Frank, who was actually born Gianfranco Anthony Chiarelli, was not new to the CanRock music scene. The erstwhile early rock 'n' roller had already issued some pretty swell discs in the early sixties as Frank Rondell and the Chancellors (the best of which is the quasi-novelty disc 'The Bat' from 1964.) After a solo single, 'These Are the Dreams', failed to bother any charts in '67, Frank turned to the harder blues-based sounds that were all the rage.
The Magic Bubble, according to RPM, developed quite a following, especially in Burlington, where they were regular fixtures at a club called The Tree Top. It wasn't long before they caught the ear of Johnny Williams, the Director of A&R at Columbia Canada. Williams promptly whisked the group, which also included guitarist Wade Brown, keyboardist Paul Benton, bassist Brian Kirkwood and drummer Sonny J. Milne, up to Toronto's Thunder Sound Studios to record a full-length LP.
The Magic Bubble was issued in June '71 and was given plenty of promo space in RPM, with the siblings featured on the cover of the magazine's June 19th edition. It's an eclectic mix of softer pop tunes and hard-edged rockers. RPM wrote that "they are bubble-gum enough for the Top Forty programmers and the chicken-rockers should also find the album interesting".
Unfortunately, The Magic Bubble is a somewhat haphazard affair, mired in tepid songwriting and cliched rhythms. In fact, much of the record is rescued by the siblings' talented vocal performances, especially on such tracks as 'Whisky Fire' and 'Sunshine Man', where Frank's throaty Claytonesque wailings carry otherwise weak material.
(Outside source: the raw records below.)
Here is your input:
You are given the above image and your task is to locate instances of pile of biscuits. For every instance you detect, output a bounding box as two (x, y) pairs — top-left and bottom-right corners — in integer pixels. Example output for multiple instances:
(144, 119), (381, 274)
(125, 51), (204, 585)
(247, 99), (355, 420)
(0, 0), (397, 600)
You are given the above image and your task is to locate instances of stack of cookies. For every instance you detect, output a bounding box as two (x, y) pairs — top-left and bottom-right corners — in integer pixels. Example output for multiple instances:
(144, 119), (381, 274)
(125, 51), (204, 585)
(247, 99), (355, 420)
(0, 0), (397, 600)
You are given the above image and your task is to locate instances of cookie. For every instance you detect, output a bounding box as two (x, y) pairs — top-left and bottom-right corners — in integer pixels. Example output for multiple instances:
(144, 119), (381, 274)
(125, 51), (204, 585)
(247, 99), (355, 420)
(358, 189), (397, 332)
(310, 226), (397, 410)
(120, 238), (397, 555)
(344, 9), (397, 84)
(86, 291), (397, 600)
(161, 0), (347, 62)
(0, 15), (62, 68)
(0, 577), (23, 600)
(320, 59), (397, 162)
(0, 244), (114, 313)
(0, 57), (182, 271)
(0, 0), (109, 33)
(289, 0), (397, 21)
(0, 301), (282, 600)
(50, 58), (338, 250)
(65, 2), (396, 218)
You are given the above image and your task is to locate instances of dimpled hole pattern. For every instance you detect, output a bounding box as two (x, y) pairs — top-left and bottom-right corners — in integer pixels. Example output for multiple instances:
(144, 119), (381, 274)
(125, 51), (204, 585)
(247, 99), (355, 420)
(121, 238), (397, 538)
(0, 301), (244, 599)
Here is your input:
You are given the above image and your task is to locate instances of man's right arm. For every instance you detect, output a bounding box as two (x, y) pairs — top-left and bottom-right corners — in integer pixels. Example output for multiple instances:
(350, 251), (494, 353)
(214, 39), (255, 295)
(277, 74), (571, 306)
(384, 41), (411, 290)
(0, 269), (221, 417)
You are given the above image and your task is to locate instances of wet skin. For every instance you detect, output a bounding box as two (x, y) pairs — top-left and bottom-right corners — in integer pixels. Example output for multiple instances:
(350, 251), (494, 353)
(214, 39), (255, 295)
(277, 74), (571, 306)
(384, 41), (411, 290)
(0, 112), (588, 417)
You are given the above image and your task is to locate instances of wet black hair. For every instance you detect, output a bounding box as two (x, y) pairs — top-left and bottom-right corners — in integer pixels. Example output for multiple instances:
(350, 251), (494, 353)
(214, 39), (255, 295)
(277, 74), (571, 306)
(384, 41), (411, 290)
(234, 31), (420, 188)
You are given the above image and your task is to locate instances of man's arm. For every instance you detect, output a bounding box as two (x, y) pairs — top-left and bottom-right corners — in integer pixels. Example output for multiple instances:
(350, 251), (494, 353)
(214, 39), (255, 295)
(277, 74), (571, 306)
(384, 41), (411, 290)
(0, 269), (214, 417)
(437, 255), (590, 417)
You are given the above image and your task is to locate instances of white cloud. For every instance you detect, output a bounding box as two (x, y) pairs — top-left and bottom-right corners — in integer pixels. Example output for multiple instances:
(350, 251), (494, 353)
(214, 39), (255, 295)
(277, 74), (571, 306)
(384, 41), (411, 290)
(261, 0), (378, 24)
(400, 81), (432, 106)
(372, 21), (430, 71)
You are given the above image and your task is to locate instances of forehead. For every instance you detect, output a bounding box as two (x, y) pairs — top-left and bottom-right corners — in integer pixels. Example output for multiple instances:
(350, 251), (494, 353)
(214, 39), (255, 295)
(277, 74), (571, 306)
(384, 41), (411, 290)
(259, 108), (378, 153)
The true gem is unsurprisingly Rita's boldest performance, the band's closing cover of 'Summertime'. Rita's vocals, which alternate between a slick and robust Julie Driscoll and a lamenting Janis Joplin, soar over Benton's keyboards and Brown's guitar, rendering the Gershwin classic a cross between Brian Auger and the Electric Flag. It's a brilliant 5'52" that needs to find its way onto a comp someday.
Alas, with meagre sales and without any chart trajectory, The Magic Bubble was soon lost to time, barely surviving as a footnote even on the collector circuit. Rita Rondell, however, after a spell in the seventies fronting blues-rock combo Battle Axe, quit Canada altogether to do session work in Italy, returning in the late 1980s to launch a successful career as none other than blues belter Rita Chiarelli.
Mintish copies of the LP, which was never issued outside of Canada at the time, will probably set you back close to 200 USDs. There's also an eight-track version out there, which I was fortunate to find at a yard sale, buried in a pile of easy listening tapes, for 50 cents.